Riders say that motorcycles are the safest vehicles on the road because they accelerate out of danger, stop quicker and are more maneuverable than pretty much any other vehicle. They like to think that they can ride out of most dangerous situations.
The problem is that, too often, they are just simply not seen and the other driver does something to cause a collision that they can’t avoid. A motorcycle is the safest vehicle on the road, right up until the point of impact.
Drivers typically misjudge the approach speed of a motorcycle when they are making a left hand turn thinking they have enough time to turn. It takes much longer to make a left hand turn than most people think it does. In a collision with a vehicle and a motorcycle, most often it will be the drivers fault. Poor judgement can cause for an unfortunate accident that could have been avoided. Play it safe and give yourself extra space, sit there and wait longer if need be. Also, keeping a larger distance from the motorcycle in front of you than a vehicle. Motorcycles can stop much faster and if you are too close, it could be an unnecessary accident waiting to happen.
Motorcycles are tough to see and, if you are not looking for them, very easy to miss. They handle much differently than other vehicles and have some special characteristics. If you don’t really understand them, they can be difficult to share the road with.
Some easy guidelines for you to apply as you see motorcycle riders this spring and summer will help keep everyone safer.
• When you are waiting at intersections to turn left, remember that you may have more than just cars and trucks approaching and look for motorcycles. If you see a rider approaching, make sure that they are coming at a speed that allows you to turn safely in front of them before starting your turn.
• Remember that a motorcycle can stop in a fraction of the distance than your car, SUV or truck can so leave a good following distance. If the rider brakes suddenly for some reason and you are too close, you will not be able to slow quickly enough to avoid him or her. Normally, under ideal conditions we suggest a following distance of at least three seconds behind a motorcycle. Add more distance if conditions deteriorate.
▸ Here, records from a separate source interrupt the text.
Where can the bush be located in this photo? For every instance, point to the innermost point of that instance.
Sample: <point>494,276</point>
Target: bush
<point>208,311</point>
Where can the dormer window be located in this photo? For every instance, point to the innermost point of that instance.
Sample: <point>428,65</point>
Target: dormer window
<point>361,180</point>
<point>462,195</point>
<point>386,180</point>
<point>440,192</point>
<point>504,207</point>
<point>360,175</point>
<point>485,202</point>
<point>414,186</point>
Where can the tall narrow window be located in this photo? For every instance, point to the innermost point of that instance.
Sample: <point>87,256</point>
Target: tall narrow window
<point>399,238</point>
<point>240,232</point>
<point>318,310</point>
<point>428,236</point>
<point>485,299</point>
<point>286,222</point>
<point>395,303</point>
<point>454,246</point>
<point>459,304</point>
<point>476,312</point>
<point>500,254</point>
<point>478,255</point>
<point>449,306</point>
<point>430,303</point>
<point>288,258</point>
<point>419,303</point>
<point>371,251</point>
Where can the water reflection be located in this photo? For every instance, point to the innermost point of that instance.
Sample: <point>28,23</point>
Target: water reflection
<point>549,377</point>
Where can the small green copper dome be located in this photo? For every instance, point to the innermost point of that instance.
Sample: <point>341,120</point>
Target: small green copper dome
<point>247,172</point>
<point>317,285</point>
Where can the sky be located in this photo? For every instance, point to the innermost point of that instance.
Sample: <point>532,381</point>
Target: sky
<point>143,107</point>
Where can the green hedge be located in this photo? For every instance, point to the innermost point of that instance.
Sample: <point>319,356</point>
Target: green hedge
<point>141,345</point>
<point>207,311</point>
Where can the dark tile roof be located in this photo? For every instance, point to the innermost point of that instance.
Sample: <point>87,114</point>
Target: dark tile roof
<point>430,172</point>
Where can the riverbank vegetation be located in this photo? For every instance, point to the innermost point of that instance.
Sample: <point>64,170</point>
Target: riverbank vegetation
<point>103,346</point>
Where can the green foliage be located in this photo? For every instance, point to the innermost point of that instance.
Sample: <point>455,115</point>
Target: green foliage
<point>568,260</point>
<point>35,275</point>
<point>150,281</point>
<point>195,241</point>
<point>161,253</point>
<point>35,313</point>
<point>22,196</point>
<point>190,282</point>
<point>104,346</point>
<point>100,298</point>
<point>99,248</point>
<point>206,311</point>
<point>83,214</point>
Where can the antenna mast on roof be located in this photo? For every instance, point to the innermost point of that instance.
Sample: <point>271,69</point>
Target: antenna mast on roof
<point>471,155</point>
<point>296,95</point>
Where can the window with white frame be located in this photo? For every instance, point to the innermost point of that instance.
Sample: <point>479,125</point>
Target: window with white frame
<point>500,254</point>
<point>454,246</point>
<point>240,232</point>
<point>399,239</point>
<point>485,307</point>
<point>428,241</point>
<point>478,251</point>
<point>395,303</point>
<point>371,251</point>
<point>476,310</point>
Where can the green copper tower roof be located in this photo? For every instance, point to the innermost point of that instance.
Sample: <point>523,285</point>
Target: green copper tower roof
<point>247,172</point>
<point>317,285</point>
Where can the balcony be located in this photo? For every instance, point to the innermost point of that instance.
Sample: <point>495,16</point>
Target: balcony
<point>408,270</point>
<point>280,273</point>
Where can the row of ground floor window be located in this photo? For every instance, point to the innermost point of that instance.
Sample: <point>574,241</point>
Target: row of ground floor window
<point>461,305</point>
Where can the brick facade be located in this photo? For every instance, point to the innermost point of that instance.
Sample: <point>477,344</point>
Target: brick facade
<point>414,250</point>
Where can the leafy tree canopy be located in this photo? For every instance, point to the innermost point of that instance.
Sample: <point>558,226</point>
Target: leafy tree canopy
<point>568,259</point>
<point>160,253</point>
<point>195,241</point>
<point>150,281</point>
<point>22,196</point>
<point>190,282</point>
• When you change lanes, check your mirror and shoulder check to make sure there is no motorcycle in your blind spot. Most riders work hard to stay out of blind spots, but if you don’t shoulder check before changing lanes, you will never be sure the lane change is safe.
• When you are stopped behind a motorcycle, leave a good space. It feels very intimidating to have a large vehicle stopped really close behind you. This should actually be a rule for any vehicle, maintain your distance!
Whether you are an experience driver or a new driver (or rider), take a moment to refresh your memory or learn the different safety concerns associated with motorcycles and cyclists. We all want to get home at the end of the day so safety always comes first. Please be aware of your surroundings and be extra cautious around other road users.
Riders – it may also be wise to wear a hi-vis jacket or have something on your helmet. Make yourselves as visible as possible for your own safety.